Method Dispatch in Swift (note)

In gerenal:

Q: What is method dispatch in computer science?
A: A instruction that tells the CPU where in memory to find the executable code for a method call.


Three primary method dispatch mechanisms in complied programming language:

Direct dispatch(static)

  • Such as C++ by default
  • Advantage: Fastest
  • Disadvantage: Not good at subclassing

Table dispatch(dynamitic)

  • Such as Java by defualt

  • The class has an array (function table) of function pointers for each method. The subclass has own copy of function table. There are the rules for creating the subclass’s function table:

    1. If the method is extended from super class, simply copy the address of the method to the subclass’s function table.
    2. If the method is overrided, add the new method’s address to the subclass’s function table.
    3. If the method is created in subclass, append the method’s address to the end of in the function table.

    Example:

  class ParentClass {  
      func method1() {}
      func method2() {}
  }
  class ChildClass: ParentClass {
      override func method2() {}
      func method3() {}
  } 


What happen in runtime is:

  1. Read the dispatch table for the object 0xB00  
  2. Read the function pointer at the index for the method. In this case, the method index for function2 is 1, so the address 0xB00 + 1 is read.
  3. Jump to the address 0x222  
  • Advantage: Logic is simple; Performance is predictable
  • Disadvantage:
    • Slow: 1, Two additional reads and a jump from a byte-code point of view. 2, Cannot optimize implementation inside the method.
    • Extensions cannot extend the function table because adding a new function pointer from class extension to the function table in the basic class would cause ‘index out of bounds’ or an undefined behavior that overrides an existing memory address. [Is it the reason why Java and C++ doesn’t support partial class or extension?]

Message dispatch(dynamitic)

  • Such as Objective-C
  • Crawls class hierarchy in runtime to determine which method to invoke. Can changes method's behaviour and class's concept in runtime.
  • Example:
  class ParentClass {  
      dynamic method1() {
      dynamic method2() {}
  }
  class ChildClass: ParentClass {
      override func method2() {}
      dynamic method3() {}
  } 


  • Note: lookup is guarded by a fast cache layer that makes lookups almost as fast as table dispatch once the cache is warmed up.

Method Dispatch in Swift

Four aspects that guide how dispatch is selected in Swift: Declaration Location, Reference Type, Specified Behavior and Visibility Optimizations

  • Location:
Declared in Class Declared in Extension
Property Direct Dispatch Direct dispatch
Protocal Table Dispatch Direct dispatch
Class Table Dispatc Direct dispatch
NSObject subclass Table Dispatc Table Dispatc



  • Reference Type:

    • Type of reference also determines how to dispatch methods.
    • Example:
      protocol MyProtocol {}
      
      extension MyProtocol {
        func extensionMethod() {
          print("Extension In Protocol")
        }
      }
      
      struct MyStruct: MyProtocol {}
      
      extension MyStruct {
        func extensionMethod() {
          print("Extension In Struct")
        }
      }
    
      let myStruct = MyStruct()
      let myPro: MyProtocol = myStruct
      
      myStruct.extensionMethod() // -> “Extension In Struct”
      myPro.extensionMethod() // -> “Extension In Protocol”
    Why calling myPro.extensionMethod() results in the output “Extension In Protocol”? Because, firstly, according to the location table above, this calling uses direct dispath(in other word, there is not 'override' behaviour), second, type of myPro is MyProtocal, only methods is visible to the protocal is used to direct dispatch.
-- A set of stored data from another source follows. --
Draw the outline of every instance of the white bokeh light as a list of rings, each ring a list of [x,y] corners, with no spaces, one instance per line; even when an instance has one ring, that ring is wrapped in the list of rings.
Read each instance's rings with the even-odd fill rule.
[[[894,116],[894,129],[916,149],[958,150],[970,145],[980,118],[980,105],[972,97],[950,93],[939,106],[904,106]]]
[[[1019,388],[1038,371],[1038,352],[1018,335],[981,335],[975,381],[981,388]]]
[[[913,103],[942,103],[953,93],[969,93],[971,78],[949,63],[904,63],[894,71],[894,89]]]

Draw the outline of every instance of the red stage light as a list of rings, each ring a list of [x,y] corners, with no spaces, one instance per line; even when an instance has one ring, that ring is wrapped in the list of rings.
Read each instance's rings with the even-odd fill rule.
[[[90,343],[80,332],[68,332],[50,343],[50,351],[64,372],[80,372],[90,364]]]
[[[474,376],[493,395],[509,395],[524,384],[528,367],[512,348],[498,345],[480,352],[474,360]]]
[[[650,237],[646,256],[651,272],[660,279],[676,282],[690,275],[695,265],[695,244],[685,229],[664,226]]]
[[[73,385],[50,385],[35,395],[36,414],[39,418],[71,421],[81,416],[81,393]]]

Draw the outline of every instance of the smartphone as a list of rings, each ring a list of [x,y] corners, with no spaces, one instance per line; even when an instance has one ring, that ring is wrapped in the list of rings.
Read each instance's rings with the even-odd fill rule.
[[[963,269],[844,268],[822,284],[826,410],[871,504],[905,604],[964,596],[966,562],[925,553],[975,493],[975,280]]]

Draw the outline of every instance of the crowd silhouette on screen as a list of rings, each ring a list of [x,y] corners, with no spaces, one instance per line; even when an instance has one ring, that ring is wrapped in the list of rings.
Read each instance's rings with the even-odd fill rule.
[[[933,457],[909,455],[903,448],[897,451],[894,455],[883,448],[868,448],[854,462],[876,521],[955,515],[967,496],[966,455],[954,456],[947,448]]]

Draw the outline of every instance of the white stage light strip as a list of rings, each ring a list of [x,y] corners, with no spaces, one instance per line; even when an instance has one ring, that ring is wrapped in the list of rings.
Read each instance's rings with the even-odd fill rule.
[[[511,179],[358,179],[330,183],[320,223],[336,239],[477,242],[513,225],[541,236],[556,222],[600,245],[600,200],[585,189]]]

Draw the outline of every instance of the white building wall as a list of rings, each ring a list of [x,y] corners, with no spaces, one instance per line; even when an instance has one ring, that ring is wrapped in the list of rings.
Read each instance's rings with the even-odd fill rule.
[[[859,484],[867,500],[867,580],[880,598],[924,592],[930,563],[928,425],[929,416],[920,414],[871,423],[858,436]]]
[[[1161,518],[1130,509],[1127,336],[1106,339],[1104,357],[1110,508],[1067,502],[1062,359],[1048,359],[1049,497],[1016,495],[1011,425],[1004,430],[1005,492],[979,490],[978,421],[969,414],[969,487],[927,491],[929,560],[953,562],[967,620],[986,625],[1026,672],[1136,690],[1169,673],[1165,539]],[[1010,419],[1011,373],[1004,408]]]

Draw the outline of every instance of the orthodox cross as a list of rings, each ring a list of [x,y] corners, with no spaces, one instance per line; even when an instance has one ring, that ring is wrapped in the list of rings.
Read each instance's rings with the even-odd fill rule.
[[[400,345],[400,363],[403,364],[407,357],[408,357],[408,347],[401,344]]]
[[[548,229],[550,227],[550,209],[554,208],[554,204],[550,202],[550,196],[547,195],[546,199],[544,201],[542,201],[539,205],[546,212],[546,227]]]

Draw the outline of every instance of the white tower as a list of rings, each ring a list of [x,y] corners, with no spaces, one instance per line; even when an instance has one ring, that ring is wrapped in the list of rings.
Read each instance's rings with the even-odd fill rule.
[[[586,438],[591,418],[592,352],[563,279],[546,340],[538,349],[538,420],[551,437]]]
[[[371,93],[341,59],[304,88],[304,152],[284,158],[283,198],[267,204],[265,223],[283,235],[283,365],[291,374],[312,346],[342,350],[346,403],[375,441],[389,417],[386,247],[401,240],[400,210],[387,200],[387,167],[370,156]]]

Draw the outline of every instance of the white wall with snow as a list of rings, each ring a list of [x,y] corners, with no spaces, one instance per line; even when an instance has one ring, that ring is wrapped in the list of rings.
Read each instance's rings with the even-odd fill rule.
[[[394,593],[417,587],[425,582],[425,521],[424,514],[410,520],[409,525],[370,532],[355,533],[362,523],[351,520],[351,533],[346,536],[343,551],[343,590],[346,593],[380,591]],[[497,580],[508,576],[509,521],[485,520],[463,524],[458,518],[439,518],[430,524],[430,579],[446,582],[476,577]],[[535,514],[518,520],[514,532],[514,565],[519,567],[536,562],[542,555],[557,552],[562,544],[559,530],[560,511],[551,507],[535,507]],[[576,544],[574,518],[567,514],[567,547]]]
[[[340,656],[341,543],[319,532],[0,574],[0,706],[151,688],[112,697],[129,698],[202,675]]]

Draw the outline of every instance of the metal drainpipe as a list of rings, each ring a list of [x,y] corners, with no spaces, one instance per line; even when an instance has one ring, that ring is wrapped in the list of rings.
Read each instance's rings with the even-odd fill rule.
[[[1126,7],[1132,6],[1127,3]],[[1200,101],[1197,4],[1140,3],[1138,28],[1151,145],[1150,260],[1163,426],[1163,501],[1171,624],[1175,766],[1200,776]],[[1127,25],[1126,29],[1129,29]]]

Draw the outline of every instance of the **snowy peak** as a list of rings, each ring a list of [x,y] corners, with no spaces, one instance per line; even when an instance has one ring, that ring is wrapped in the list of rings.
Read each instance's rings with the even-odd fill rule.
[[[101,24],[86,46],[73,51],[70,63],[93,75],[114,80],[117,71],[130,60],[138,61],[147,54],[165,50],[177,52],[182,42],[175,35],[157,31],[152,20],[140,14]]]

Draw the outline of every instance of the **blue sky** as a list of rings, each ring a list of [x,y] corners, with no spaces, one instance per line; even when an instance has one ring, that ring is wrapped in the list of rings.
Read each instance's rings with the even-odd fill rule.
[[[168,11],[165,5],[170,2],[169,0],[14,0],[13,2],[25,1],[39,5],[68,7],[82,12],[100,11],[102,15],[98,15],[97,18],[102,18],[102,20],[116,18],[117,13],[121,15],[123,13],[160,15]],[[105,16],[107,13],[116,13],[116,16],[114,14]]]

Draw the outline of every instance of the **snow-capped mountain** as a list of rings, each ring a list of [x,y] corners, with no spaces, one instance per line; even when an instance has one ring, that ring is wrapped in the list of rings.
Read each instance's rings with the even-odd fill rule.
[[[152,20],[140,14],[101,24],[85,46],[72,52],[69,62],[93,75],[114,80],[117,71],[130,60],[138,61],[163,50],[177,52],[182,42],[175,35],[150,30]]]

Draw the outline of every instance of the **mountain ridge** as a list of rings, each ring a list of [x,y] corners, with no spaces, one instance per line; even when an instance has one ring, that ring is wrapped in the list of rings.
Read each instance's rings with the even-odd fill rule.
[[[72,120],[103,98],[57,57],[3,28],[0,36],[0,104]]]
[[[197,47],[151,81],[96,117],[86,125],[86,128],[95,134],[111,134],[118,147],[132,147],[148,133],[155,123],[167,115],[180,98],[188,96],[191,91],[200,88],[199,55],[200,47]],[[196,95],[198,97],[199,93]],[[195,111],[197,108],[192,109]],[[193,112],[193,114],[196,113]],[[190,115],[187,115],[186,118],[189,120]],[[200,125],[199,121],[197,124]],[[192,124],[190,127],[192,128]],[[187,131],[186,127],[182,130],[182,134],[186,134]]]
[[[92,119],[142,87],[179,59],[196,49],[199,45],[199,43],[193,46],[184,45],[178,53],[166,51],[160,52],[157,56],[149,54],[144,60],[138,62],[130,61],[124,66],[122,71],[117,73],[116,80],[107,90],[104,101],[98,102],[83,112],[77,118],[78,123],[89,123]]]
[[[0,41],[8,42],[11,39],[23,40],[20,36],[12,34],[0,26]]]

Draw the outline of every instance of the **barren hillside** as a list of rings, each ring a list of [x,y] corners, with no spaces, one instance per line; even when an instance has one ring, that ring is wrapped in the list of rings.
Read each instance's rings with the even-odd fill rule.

    Let's see another example:

    protocol MyProtocol {
    
      func mainMethod()
    }
    
    extension MyProtocol {
    
      func mainMethod() {
        print("main method in Protocal")
      }
    }
    
    struct MyStruct: MyProtocol {
      func mainMethod() {
        print("main method in Structure")
      }
    }
    
    let myStruct = MyStruct()
    let myPro: MyProtocol = myStruct
    
    myStruct.mainMethod() // -> "main method in Structure" 
    proto.mainMethod() // -> "main method in Structure" 
    Why calling proto.mainMethod() results in output "main method in Structure"? Because, according to location table above, this calling uses table dispatch, therefore, 'override' occured, the method mainMethod() in MyProtocal is overrided by the one in MyStruct.